The Worst. Tax. Ever.

March 19, 2013 — Leave a comment
Location map: Cyprus (dark green) / European U...

Cyprus (dark green) / EU (light green) / Europe (dark grey); (Photo credit: Wikipedia)

How does an island nation with less than a million people, an economy smaller than $23 billion and a GDP worth just 0.2% of the Euro Zone send economic shockwaves throughout the world?

A really, really stupid tax.

After becoming the fourth EU country since 2010 to need a bailout last week (following Ireland, Greece, and Portugal), EU authorities crafted a €10 billion ($13.07 billion) bailout for Cyprus with one huge catch – they won’t get the aid unless they help pay for it with new revenue. The EU says they should do this by imposing a deposit tax on all bank accounts: 10% for deposits greater than €100,000 and 6.75% for lesser amounts. This one-time levy would raise 5.8 billion euros.
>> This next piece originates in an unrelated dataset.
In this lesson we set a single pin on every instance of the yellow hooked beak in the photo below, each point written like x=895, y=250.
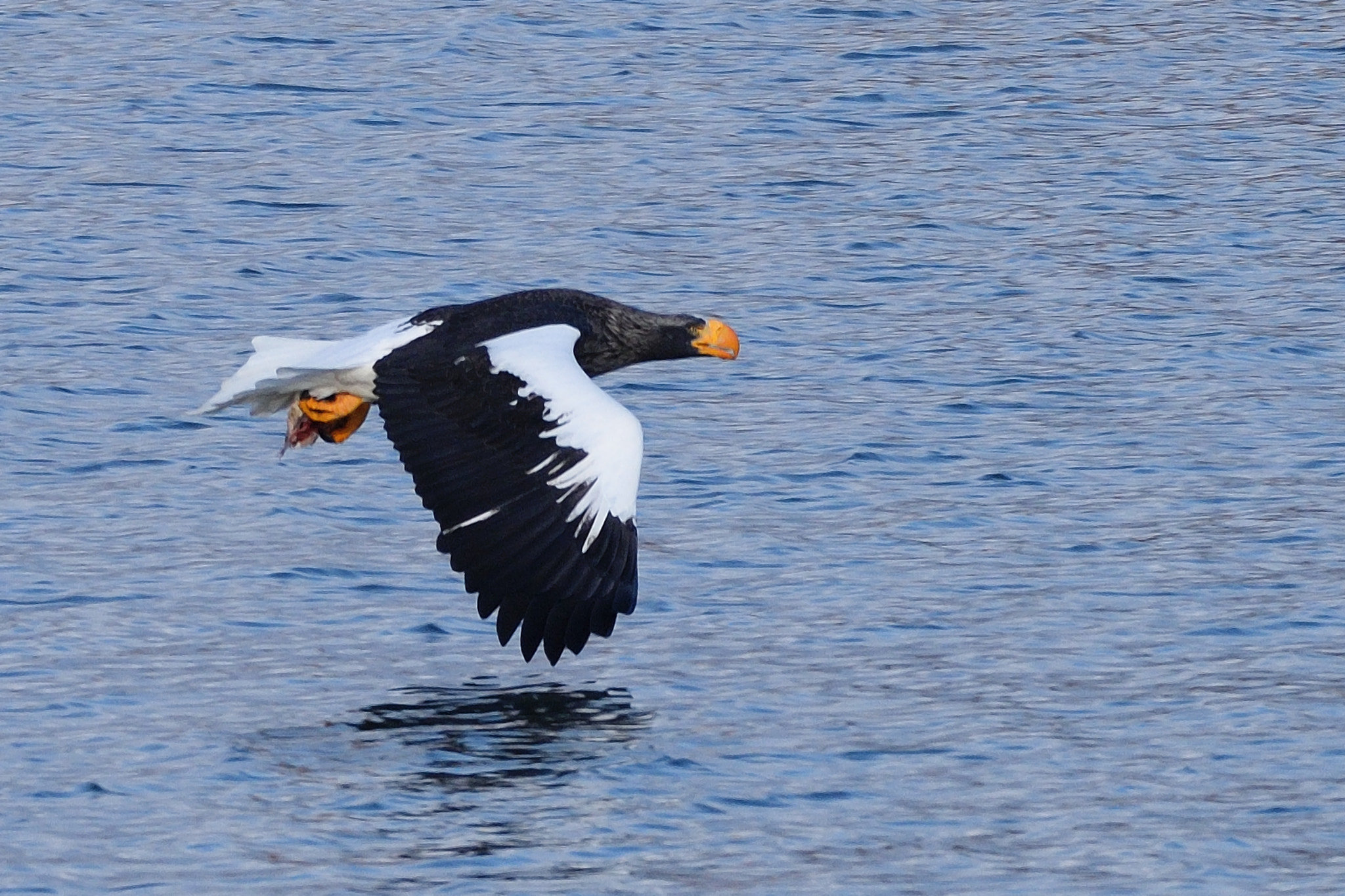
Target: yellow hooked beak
x=717, y=340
The EU has imposed strict terms on bailouts before, such as demanding budget cuts (which negatively affect bond holders and shareholders), but this is the first time bank depositors have been forked the bill. The European Central Bank, France and Germany insist the deposit tax was Cyprus’ idea, not the EU’s. Either way, critics of the plan say this sets a dangerous precedent for the EU, where depositor’s savings were traditionally considered untouchable. Financial analyst Louisse Cooper wrote, “A fundamental safeguard to Europe’s banking industry has been compromised for a tiny country costing 10-20 billion euros to bailout — not a good trade.”

OB-WT009_liondo_D_20130318194211Naturally, chaos ensued after the tax was proposed. Depositors rushed to cash machines to withdraw as much money as possible, emptying many of them. The run was so bad that Cypriot authorities ordered banks to withhold the levy before handing out any cash. On Monday, they had to order banks closed altogether while lawmakers struggled to create a more palatable plan to help pay for the bailout.

At the moment, it looks like banks won’t re-open until Thursday. Meanwhile fears of another debt crisis are climbing, the euro is slipping, protests are popping up all over the country, the US stock market is falling for the first time in weeks, and Russia is really pissed off. Russian companies and individuals have about $31 billion deposited in Cyprus; when loans to Cyprus companies are included, Russia’s exposure is about $60 billion, according to Moody’s estimates. PM Vladimir Putin called the tax “unfair, unprofessional and dangerous.”

A parliamentary vote on some version of the deposit tax is expected by midday on Tuesday, March 19, 2013.